Steve and Melanie have jobs folding shirts at a store. Every day, they each have 100 shirts to fold. When they finish folding, they can leave. On the first day of the job, Melanie finishes folding in one and a half hours (90 minutes) and leaves, but Steve still has 10 shirts left. The next day, Steve decides to be crafty. When Melanie’s not looking, he moves 5 shirts from his pile to her pile. This means that Melanie will be folding 105 shirts, and Steve 95 shirts. Steve believes he’ll finish at the same time as Melanie, but is surprised when she once again finishes before him.

Assuming that both Steve and Melanie’s folding speeds never change, why was Steve wrong about his prediction?

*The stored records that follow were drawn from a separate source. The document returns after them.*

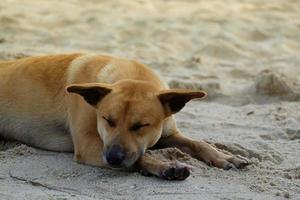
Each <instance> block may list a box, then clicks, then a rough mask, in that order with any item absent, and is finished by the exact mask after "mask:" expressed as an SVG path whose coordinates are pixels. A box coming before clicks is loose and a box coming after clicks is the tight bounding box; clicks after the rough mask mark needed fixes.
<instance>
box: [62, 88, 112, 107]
mask: <svg viewBox="0 0 300 200" xmlns="http://www.w3.org/2000/svg"><path fill="white" fill-rule="evenodd" d="M66 89H67V91H68V92H70V93H77V94H79V95H80V96H82V97H83V98H84V100H85V101H86V102H87V103H89V104H91V105H92V106H97V104H98V103H99V102H100V100H101V99H102V98H103V97H104V96H105V95H107V94H108V93H110V92H111V91H112V89H111V87H110V85H108V84H104V83H84V84H71V85H69V86H67V88H66Z"/></svg>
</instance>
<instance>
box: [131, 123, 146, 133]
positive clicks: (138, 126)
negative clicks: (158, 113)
mask: <svg viewBox="0 0 300 200" xmlns="http://www.w3.org/2000/svg"><path fill="white" fill-rule="evenodd" d="M145 126H150V124H148V123H145V124H142V123H140V122H137V123H135V124H133V125H132V126H131V127H130V130H131V131H138V130H140V129H141V128H143V127H145Z"/></svg>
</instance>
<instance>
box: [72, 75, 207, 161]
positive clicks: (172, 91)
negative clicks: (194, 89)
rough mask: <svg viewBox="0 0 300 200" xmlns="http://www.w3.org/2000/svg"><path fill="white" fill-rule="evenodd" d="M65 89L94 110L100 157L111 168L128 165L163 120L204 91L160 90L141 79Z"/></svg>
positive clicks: (132, 159)
mask: <svg viewBox="0 0 300 200" xmlns="http://www.w3.org/2000/svg"><path fill="white" fill-rule="evenodd" d="M67 91H68V92H72V93H77V94H79V95H81V96H82V97H83V98H84V99H85V101H86V102H87V103H89V104H90V105H92V106H93V107H94V108H95V109H96V113H97V130H98V133H99V135H100V137H101V139H102V141H103V146H104V149H103V155H101V156H102V157H103V160H104V161H106V162H107V163H108V164H109V165H111V166H112V167H129V166H131V165H132V164H133V163H134V162H135V161H136V160H137V159H138V158H139V157H140V156H141V155H142V154H143V153H144V152H145V150H146V149H147V148H149V147H151V146H153V145H154V144H155V143H156V142H157V141H158V140H159V138H160V136H161V133H162V127H163V123H164V120H165V119H166V118H167V117H168V116H170V115H172V114H174V113H176V112H178V111H180V110H181V109H182V108H183V107H184V105H185V103H187V102H188V101H189V100H191V99H194V98H202V97H204V96H205V95H206V94H205V92H203V91H194V90H185V89H170V90H163V91H160V90H159V89H158V88H156V87H155V86H153V85H152V84H149V83H147V82H144V81H135V80H121V81H118V82H117V83H114V84H103V83H87V84H73V85H70V86H68V87H67Z"/></svg>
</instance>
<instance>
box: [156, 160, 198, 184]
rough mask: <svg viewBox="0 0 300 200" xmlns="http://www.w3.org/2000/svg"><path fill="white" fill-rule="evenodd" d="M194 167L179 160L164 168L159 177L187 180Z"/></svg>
mask: <svg viewBox="0 0 300 200" xmlns="http://www.w3.org/2000/svg"><path fill="white" fill-rule="evenodd" d="M191 169H192V167H191V166H189V165H185V164H182V163H179V162H175V163H171V164H170V165H169V166H167V167H166V168H165V169H162V170H161V172H160V174H159V177H161V178H163V179H167V180H185V179H186V178H187V177H189V175H190V173H191Z"/></svg>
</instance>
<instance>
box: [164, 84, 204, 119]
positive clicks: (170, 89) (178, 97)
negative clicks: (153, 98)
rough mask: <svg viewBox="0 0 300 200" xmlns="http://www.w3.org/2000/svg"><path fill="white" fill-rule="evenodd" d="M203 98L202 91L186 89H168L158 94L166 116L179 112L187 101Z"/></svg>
mask: <svg viewBox="0 0 300 200" xmlns="http://www.w3.org/2000/svg"><path fill="white" fill-rule="evenodd" d="M205 96H206V93H205V92H204V91H201V90H187V89H169V90H164V91H162V92H160V93H159V94H158V98H159V100H160V102H161V103H162V105H163V108H164V110H165V114H166V116H169V115H172V114H174V113H177V112H179V111H180V110H181V109H182V108H183V107H184V105H185V104H186V103H187V102H188V101H190V100H192V99H195V98H203V97H205Z"/></svg>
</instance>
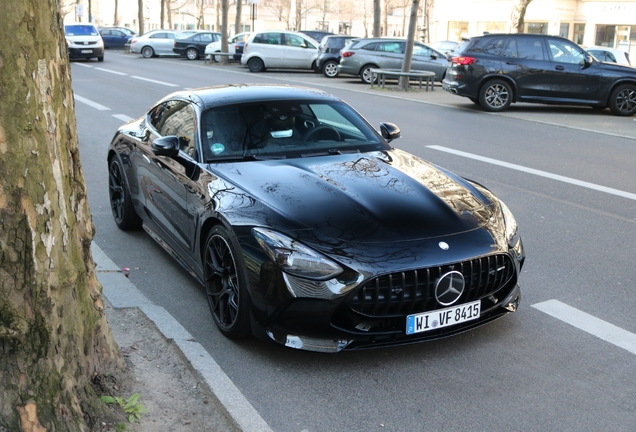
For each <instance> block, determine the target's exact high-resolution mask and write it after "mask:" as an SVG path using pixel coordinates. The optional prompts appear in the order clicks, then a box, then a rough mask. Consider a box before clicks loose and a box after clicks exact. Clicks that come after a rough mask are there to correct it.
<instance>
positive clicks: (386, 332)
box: [107, 84, 525, 352]
mask: <svg viewBox="0 0 636 432" xmlns="http://www.w3.org/2000/svg"><path fill="white" fill-rule="evenodd" d="M379 129H380V131H381V133H380V132H377V131H376V130H375V128H374V127H373V126H371V125H370V124H369V123H368V122H367V121H366V120H365V119H364V118H362V117H361V116H360V115H359V114H358V113H357V112H356V110H355V109H353V108H352V107H351V106H349V105H348V104H346V103H345V102H343V101H341V100H340V99H338V98H336V97H335V96H331V95H329V94H327V93H324V92H322V91H321V90H316V89H308V88H302V87H293V86H284V85H247V84H246V85H240V84H231V85H225V86H218V87H209V88H204V89H195V90H187V91H180V92H177V93H173V94H171V95H169V96H167V97H165V98H164V99H162V100H161V101H159V102H158V103H157V104H156V105H154V106H153V107H152V108H151V109H150V110H149V111H148V112H146V113H145V114H143V115H142V116H141V117H140V118H139V119H137V120H133V121H132V122H129V123H128V124H126V125H123V126H121V127H120V128H119V129H118V131H117V132H116V134H115V135H114V137H113V140H112V142H111V144H110V146H109V147H108V151H107V164H108V172H109V187H108V190H109V192H108V193H109V199H110V204H111V208H112V214H113V217H114V220H115V223H116V224H117V225H118V226H119V228H121V229H123V230H130V229H134V228H137V227H139V226H141V225H142V224H143V227H144V229H145V231H147V232H148V233H149V234H150V235H151V236H152V238H153V239H154V240H156V241H157V242H158V243H159V244H160V245H161V246H162V247H164V248H165V249H166V250H167V251H168V252H169V253H170V254H171V255H172V256H174V257H175V258H176V259H177V260H178V262H179V263H180V264H181V265H182V266H184V267H185V268H187V269H188V271H189V272H190V273H191V274H192V275H193V276H194V277H195V278H196V279H197V280H198V281H199V282H200V283H201V284H202V285H203V286H204V287H205V289H206V291H207V299H208V303H209V308H210V311H211V315H212V319H213V321H214V322H215V324H216V326H217V327H218V329H219V331H220V332H221V333H222V334H223V335H225V336H227V337H229V338H241V337H245V336H247V335H249V334H250V333H252V332H253V333H254V334H256V335H259V336H261V337H263V338H265V339H268V340H272V341H275V342H277V343H279V344H281V345H285V346H288V347H291V348H296V349H304V350H312V351H321V352H337V351H340V350H343V349H356V348H363V347H383V346H389V345H400V344H410V343H414V342H420V341H425V340H432V339H438V338H441V337H445V336H450V335H454V334H458V333H461V332H464V331H466V330H468V329H471V328H474V327H476V326H479V325H481V324H485V323H487V322H490V321H492V320H493V319H496V318H499V317H502V316H504V315H506V314H508V313H509V312H513V311H515V310H516V309H517V306H518V304H519V300H520V288H519V284H518V279H519V275H520V271H521V268H522V265H523V263H524V261H525V253H524V249H523V244H522V241H521V238H520V235H519V233H518V230H517V224H516V222H515V219H514V217H513V216H512V213H511V212H510V210H509V209H508V207H506V205H505V204H504V203H503V202H502V201H500V200H499V199H497V198H496V197H495V195H494V194H493V193H492V192H490V191H489V190H488V189H486V188H485V187H484V186H482V185H480V184H478V183H475V182H472V181H470V180H467V179H463V178H461V177H459V176H458V175H455V174H451V173H449V172H448V171H446V170H444V169H442V168H439V167H438V166H436V165H434V164H431V163H429V162H426V161H424V160H422V159H421V158H420V157H416V156H413V155H411V154H409V153H407V152H405V151H402V150H398V149H396V148H394V147H392V146H391V145H390V144H389V142H391V141H393V140H395V139H397V138H399V136H400V129H399V128H398V127H397V126H396V125H393V124H390V123H381V124H380V125H379ZM139 131H144V133H139Z"/></svg>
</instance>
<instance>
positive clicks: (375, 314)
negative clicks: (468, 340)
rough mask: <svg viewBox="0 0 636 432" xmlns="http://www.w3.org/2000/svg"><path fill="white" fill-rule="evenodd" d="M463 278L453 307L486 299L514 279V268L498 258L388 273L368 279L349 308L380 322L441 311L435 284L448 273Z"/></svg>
mask: <svg viewBox="0 0 636 432" xmlns="http://www.w3.org/2000/svg"><path fill="white" fill-rule="evenodd" d="M453 270H456V271H459V272H461V273H462V274H463V275H464V279H465V286H464V292H463V294H462V295H461V297H460V299H459V300H458V301H457V303H466V302H470V301H473V300H477V299H481V298H484V297H487V296H489V295H491V294H493V293H495V292H496V291H498V290H499V289H501V288H502V287H503V286H505V285H506V284H507V283H508V282H509V281H510V279H511V278H512V277H513V276H514V273H515V268H514V264H513V263H512V260H511V259H510V257H509V256H508V255H505V254H499V255H491V256H487V257H483V258H477V259H473V260H470V261H464V262H460V263H455V264H450V265H444V266H438V267H429V268H423V269H417V270H409V271H405V272H400V273H391V274H388V275H383V276H379V277H377V278H374V279H371V280H369V281H368V282H366V283H365V284H364V285H362V286H361V287H359V288H358V289H357V290H356V292H355V293H354V295H353V296H352V298H351V299H350V300H349V307H350V308H351V309H352V310H353V311H355V312H358V313H361V314H363V315H365V316H369V317H374V318H382V317H391V316H393V317H395V316H403V315H407V314H412V313H420V312H427V311H432V310H435V309H439V308H442V306H440V305H439V304H438V303H437V301H436V300H435V284H436V283H437V280H438V279H439V278H440V277H441V276H442V275H444V274H446V273H448V272H449V271H453Z"/></svg>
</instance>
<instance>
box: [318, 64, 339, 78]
mask: <svg viewBox="0 0 636 432" xmlns="http://www.w3.org/2000/svg"><path fill="white" fill-rule="evenodd" d="M322 74H323V75H324V76H326V77H327V78H335V77H337V76H338V62H337V61H335V60H328V61H326V62H325V64H324V65H322Z"/></svg>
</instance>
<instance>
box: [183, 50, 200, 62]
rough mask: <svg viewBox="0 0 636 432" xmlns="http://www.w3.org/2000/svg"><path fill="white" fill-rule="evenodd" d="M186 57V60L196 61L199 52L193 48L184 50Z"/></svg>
mask: <svg viewBox="0 0 636 432" xmlns="http://www.w3.org/2000/svg"><path fill="white" fill-rule="evenodd" d="M186 57H187V58H188V60H197V59H198V58H199V51H197V50H196V49H195V48H188V49H187V50H186Z"/></svg>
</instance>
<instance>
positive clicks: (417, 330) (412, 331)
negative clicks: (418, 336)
mask: <svg viewBox="0 0 636 432" xmlns="http://www.w3.org/2000/svg"><path fill="white" fill-rule="evenodd" d="M480 316H481V300H477V301H474V302H470V303H463V304H460V305H457V306H451V307H448V308H445V309H438V310H435V311H432V312H423V313H417V314H412V315H408V316H407V317H406V334H407V335H412V334H416V333H423V332H427V331H432V330H438V329H440V328H444V327H450V326H454V325H457V324H461V323H464V322H468V321H474V320H476V319H479V317H480Z"/></svg>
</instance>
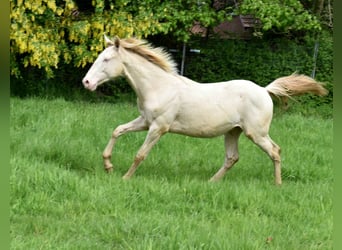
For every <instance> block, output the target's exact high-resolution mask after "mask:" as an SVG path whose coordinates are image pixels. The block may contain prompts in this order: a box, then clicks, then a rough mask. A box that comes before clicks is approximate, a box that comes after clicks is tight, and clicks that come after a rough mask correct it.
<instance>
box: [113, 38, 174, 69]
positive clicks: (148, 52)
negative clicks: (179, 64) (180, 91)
mask: <svg viewBox="0 0 342 250" xmlns="http://www.w3.org/2000/svg"><path fill="white" fill-rule="evenodd" d="M120 46H122V47H123V48H125V49H127V50H129V51H132V52H134V53H135V54H138V55H140V56H142V57H144V58H145V59H147V60H148V61H150V62H152V63H154V64H155V65H157V66H159V67H160V68H162V69H163V70H165V71H166V72H169V73H176V72H177V64H176V63H175V62H174V61H173V59H172V58H171V56H170V54H169V53H167V52H166V51H165V50H163V49H162V48H155V47H152V45H151V44H149V43H148V42H147V41H146V40H141V39H137V38H126V39H120Z"/></svg>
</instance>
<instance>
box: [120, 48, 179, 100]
mask: <svg viewBox="0 0 342 250" xmlns="http://www.w3.org/2000/svg"><path fill="white" fill-rule="evenodd" d="M123 61H124V66H125V67H124V74H125V76H126V78H127V79H128V81H129V82H130V85H131V86H132V88H133V89H134V91H135V93H136V94H137V96H138V98H139V99H140V100H146V99H148V98H150V96H151V95H156V94H158V92H159V91H166V89H167V87H168V86H169V87H170V84H171V85H173V84H176V82H175V81H172V80H171V79H170V78H174V77H175V75H173V74H172V73H168V72H166V71H164V70H163V69H161V68H160V67H158V66H157V65H154V64H153V63H151V62H148V61H147V60H146V59H144V58H142V57H140V56H138V55H135V54H133V53H130V52H127V51H126V57H125V59H124V60H123Z"/></svg>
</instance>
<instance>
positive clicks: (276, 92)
mask: <svg viewBox="0 0 342 250" xmlns="http://www.w3.org/2000/svg"><path fill="white" fill-rule="evenodd" d="M323 85H324V84H322V83H320V82H317V81H315V80H314V79H313V78H311V77H309V76H305V75H299V74H297V73H294V74H292V75H289V76H284V77H280V78H278V79H276V80H274V81H273V82H271V83H270V84H269V85H267V86H266V87H265V88H266V90H267V91H268V93H269V94H270V95H274V96H277V97H285V98H287V97H291V96H295V95H302V94H306V93H311V94H316V95H319V96H324V95H326V94H328V90H326V89H325V88H324V87H323Z"/></svg>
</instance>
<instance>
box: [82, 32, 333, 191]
mask: <svg viewBox="0 0 342 250" xmlns="http://www.w3.org/2000/svg"><path fill="white" fill-rule="evenodd" d="M105 42H106V46H107V47H106V49H104V50H103V51H102V52H101V53H100V55H99V56H98V58H97V59H96V61H95V62H94V64H93V65H92V66H91V68H90V69H89V71H88V73H87V74H86V76H85V77H84V79H83V85H84V87H85V88H87V89H89V90H91V91H94V90H95V89H96V88H97V86H99V85H100V84H102V83H104V82H106V81H108V80H111V79H113V78H115V77H117V76H120V75H123V76H125V77H126V78H127V79H128V82H129V83H130V85H131V87H132V88H133V90H134V91H135V93H136V95H137V98H138V100H137V102H138V107H139V111H140V116H139V117H138V118H136V119H134V120H133V121H131V122H128V123H126V124H123V125H120V126H118V127H117V128H116V129H115V130H114V131H113V134H112V137H111V139H110V140H109V142H108V145H107V146H106V148H105V150H104V152H103V160H104V167H105V169H106V170H107V171H108V172H109V171H111V170H112V168H113V165H112V164H111V162H110V160H111V155H112V150H113V147H114V145H115V143H116V140H117V138H118V137H119V136H121V135H123V134H125V133H128V132H132V131H143V130H148V134H147V136H146V139H145V141H144V143H143V145H142V146H141V148H140V149H139V151H138V153H137V155H136V156H135V159H134V162H133V164H132V166H131V167H130V169H129V170H128V172H127V173H126V174H125V175H124V176H123V178H124V179H129V178H130V177H131V176H132V175H133V174H134V172H135V171H136V169H137V167H138V166H139V165H140V163H141V162H142V161H143V160H144V159H145V158H146V156H147V155H148V153H149V151H150V150H151V149H152V147H153V145H155V144H156V143H157V142H158V140H159V139H160V137H161V136H162V135H164V134H165V133H167V132H170V133H178V134H183V135H189V136H193V137H215V136H219V135H224V140H225V149H226V157H225V161H224V164H223V166H222V167H221V168H220V169H219V170H218V172H217V173H216V174H215V175H214V176H213V177H212V178H211V179H210V180H211V181H217V180H220V179H221V178H222V177H223V176H224V175H225V173H226V172H227V170H229V169H230V168H231V167H232V166H233V165H234V163H236V162H237V161H238V159H239V154H238V139H239V136H240V134H241V132H242V131H243V132H244V133H245V135H246V136H247V137H248V138H249V139H251V140H252V141H253V142H254V143H255V144H257V145H258V146H259V147H260V148H261V149H263V150H264V151H265V152H266V153H267V154H268V156H269V157H270V158H271V159H272V161H273V163H274V176H275V183H276V184H277V185H280V184H281V182H282V180H281V165H280V164H281V158H280V147H279V146H278V145H277V144H276V143H274V141H272V139H271V138H270V136H269V134H268V131H269V127H270V124H271V120H272V115H273V102H272V98H271V95H273V96H277V97H289V96H291V95H299V94H304V93H314V94H317V95H325V94H327V90H326V89H325V88H323V87H322V85H321V84H320V83H318V82H316V81H315V80H314V79H312V78H310V77H308V76H304V75H298V74H292V75H290V76H285V77H281V78H278V79H276V80H275V81H273V82H272V83H270V84H269V85H267V86H266V87H261V86H258V85H256V84H255V83H253V82H251V81H247V80H232V81H227V82H219V83H210V84H200V83H197V82H195V81H192V80H190V79H188V78H186V77H183V76H180V75H179V74H178V73H177V70H176V65H175V63H174V62H173V61H172V60H171V59H170V57H169V55H168V54H167V53H166V52H164V51H163V50H162V49H160V48H152V47H151V46H150V45H149V44H147V43H146V41H143V40H138V39H134V38H128V39H123V40H120V39H119V38H115V39H114V40H111V39H109V38H108V37H106V36H105Z"/></svg>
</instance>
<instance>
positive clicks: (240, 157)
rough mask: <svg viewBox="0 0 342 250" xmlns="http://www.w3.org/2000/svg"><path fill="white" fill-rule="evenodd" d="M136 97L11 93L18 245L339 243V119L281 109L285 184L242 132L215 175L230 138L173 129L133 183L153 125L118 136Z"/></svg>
mask: <svg viewBox="0 0 342 250" xmlns="http://www.w3.org/2000/svg"><path fill="white" fill-rule="evenodd" d="M136 116H137V111H136V107H135V105H133V104H130V103H121V104H99V103H97V104H91V103H81V102H66V101H64V100H61V99H57V100H52V101H48V100H42V99H26V100H22V99H17V98H12V99H11V131H10V133H11V176H10V182H11V203H10V205H11V216H10V223H11V229H10V231H11V240H12V241H11V247H12V249H99V250H103V249H234V250H235V249H291V250H292V249H332V182H333V170H332V119H322V118H319V117H312V116H309V117H303V116H301V115H298V114H295V113H291V114H290V113H282V114H280V113H276V114H275V117H274V119H273V123H272V127H271V132H270V134H271V136H272V138H273V139H274V141H276V142H277V143H278V144H279V145H280V146H281V148H282V160H283V169H282V170H283V185H282V186H281V187H276V186H274V185H273V166H272V162H271V161H270V159H269V158H268V157H267V156H266V154H265V153H264V152H262V151H261V150H260V149H259V148H258V147H257V146H255V145H254V144H253V143H251V142H250V141H249V140H248V139H246V137H245V136H242V137H241V139H240V161H239V162H238V163H237V164H236V165H235V166H234V168H233V169H232V170H231V171H230V172H228V173H227V175H226V176H225V178H224V179H223V180H222V181H221V182H218V183H209V182H208V180H209V178H210V177H211V176H212V175H213V174H214V173H215V172H216V171H217V170H218V168H219V167H220V166H221V164H222V162H223V159H224V158H223V157H224V150H223V138H215V139H196V138H190V137H186V136H180V135H172V134H167V135H165V136H164V137H163V138H162V139H161V141H160V142H159V143H158V144H157V145H156V146H155V147H154V148H153V149H152V151H151V153H150V155H149V157H148V158H147V159H146V160H145V161H144V162H143V164H142V165H141V166H140V168H139V169H138V170H137V172H136V174H135V175H134V177H133V178H132V180H130V181H123V180H122V179H121V176H122V175H123V174H124V173H125V172H126V171H127V170H128V168H129V166H130V164H131V163H132V160H133V158H134V155H135V153H136V152H137V150H138V148H139V146H140V145H141V143H142V142H143V140H144V137H145V135H146V133H144V132H141V133H132V134H127V135H124V136H123V137H121V138H120V139H119V141H118V143H117V146H116V148H115V149H114V152H113V164H114V166H115V170H114V172H113V173H112V174H110V175H108V174H106V173H105V172H104V170H103V167H102V156H101V154H102V150H103V149H104V147H105V145H106V143H107V141H108V140H109V137H110V135H111V132H112V130H113V129H114V128H115V127H116V126H117V125H119V124H121V123H125V122H127V121H129V120H131V119H133V118H135V117H136Z"/></svg>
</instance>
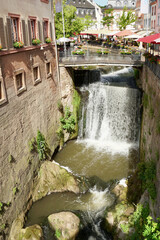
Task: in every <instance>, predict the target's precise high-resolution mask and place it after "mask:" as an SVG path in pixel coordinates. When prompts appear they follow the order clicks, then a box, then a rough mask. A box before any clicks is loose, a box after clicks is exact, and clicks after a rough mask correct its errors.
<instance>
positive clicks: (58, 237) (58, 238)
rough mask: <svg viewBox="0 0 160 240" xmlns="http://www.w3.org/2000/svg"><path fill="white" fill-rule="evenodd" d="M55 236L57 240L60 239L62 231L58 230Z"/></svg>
mask: <svg viewBox="0 0 160 240" xmlns="http://www.w3.org/2000/svg"><path fill="white" fill-rule="evenodd" d="M55 236H56V238H58V239H60V238H61V236H62V233H61V230H59V229H56V232H55Z"/></svg>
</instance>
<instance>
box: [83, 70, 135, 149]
mask: <svg viewBox="0 0 160 240" xmlns="http://www.w3.org/2000/svg"><path fill="white" fill-rule="evenodd" d="M131 73H132V71H131V69H130V68H129V69H127V68H125V69H122V70H119V71H117V72H114V73H109V74H105V75H102V76H101V81H100V82H96V83H91V84H90V85H89V86H83V87H81V92H82V93H83V92H88V98H87V104H86V101H85V103H84V104H83V106H82V118H81V120H80V123H79V138H80V139H83V141H85V143H86V144H88V145H94V146H96V147H97V148H98V149H100V150H102V149H106V150H107V151H111V152H126V151H128V149H129V147H130V146H131V145H132V146H133V144H136V143H137V142H138V136H139V124H140V117H139V116H140V108H139V106H140V92H139V90H138V89H136V88H131V87H126V84H125V86H124V84H123V82H124V81H125V83H127V82H128V81H131V80H132V78H131V76H130V75H129V74H131ZM129 77H130V79H129ZM113 82H114V84H113ZM106 83H107V84H106ZM115 83H116V84H115Z"/></svg>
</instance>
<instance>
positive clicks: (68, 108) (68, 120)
mask: <svg viewBox="0 0 160 240" xmlns="http://www.w3.org/2000/svg"><path fill="white" fill-rule="evenodd" d="M60 122H61V124H62V128H63V130H66V131H67V132H68V133H70V134H71V133H74V132H75V123H76V122H75V118H74V116H73V114H72V113H71V111H70V109H69V107H65V111H64V116H63V117H61V118H60Z"/></svg>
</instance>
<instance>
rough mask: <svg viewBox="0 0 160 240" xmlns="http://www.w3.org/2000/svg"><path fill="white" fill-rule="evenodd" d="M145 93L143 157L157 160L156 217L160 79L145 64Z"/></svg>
mask: <svg viewBox="0 0 160 240" xmlns="http://www.w3.org/2000/svg"><path fill="white" fill-rule="evenodd" d="M140 78H141V80H142V89H143V91H144V93H143V117H142V130H141V159H142V160H145V161H155V162H156V166H157V168H156V171H157V172H156V180H155V183H156V192H157V197H156V200H155V201H150V208H151V210H152V215H153V216H154V217H159V216H160V172H159V169H160V79H159V78H157V77H156V76H155V75H154V73H153V72H152V71H151V70H150V69H149V68H148V67H147V66H145V65H144V67H143V70H142V72H141V76H140Z"/></svg>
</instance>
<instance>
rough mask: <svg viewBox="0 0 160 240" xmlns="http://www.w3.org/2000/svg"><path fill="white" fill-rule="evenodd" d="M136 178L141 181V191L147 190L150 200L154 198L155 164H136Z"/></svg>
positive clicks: (148, 162) (155, 170)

• This seems to be a pure math question, not a puzzle. – Deusovi Dec 24 '19 at 16:52

Is it because

From the given information:

Melanie takes $$90/100=0.9$$ minutes per shirt, while Steve takes $$90/(100-10)=1$$ minute per shirt.

So for the next day:

With $$105$$ shirts, Melanie requires $$105 \cdot 0.9=94.5$$ minutes, while Steve's $$95$$ shirts take $$95 \cdot 1 = 95$$ minutes. Hence, Melanie will still finish earlier.

Here is an explanation with very little arithmetic.

On the first day

Melanie does 100 shirts in the same time as Steve does 90.

Assuming the same happens on the second day

after the same amount of time they will both have 5 left, which Melanie can do faster than Steve.

His mistake was

dividing the excess shirts evenly between him and Melanie.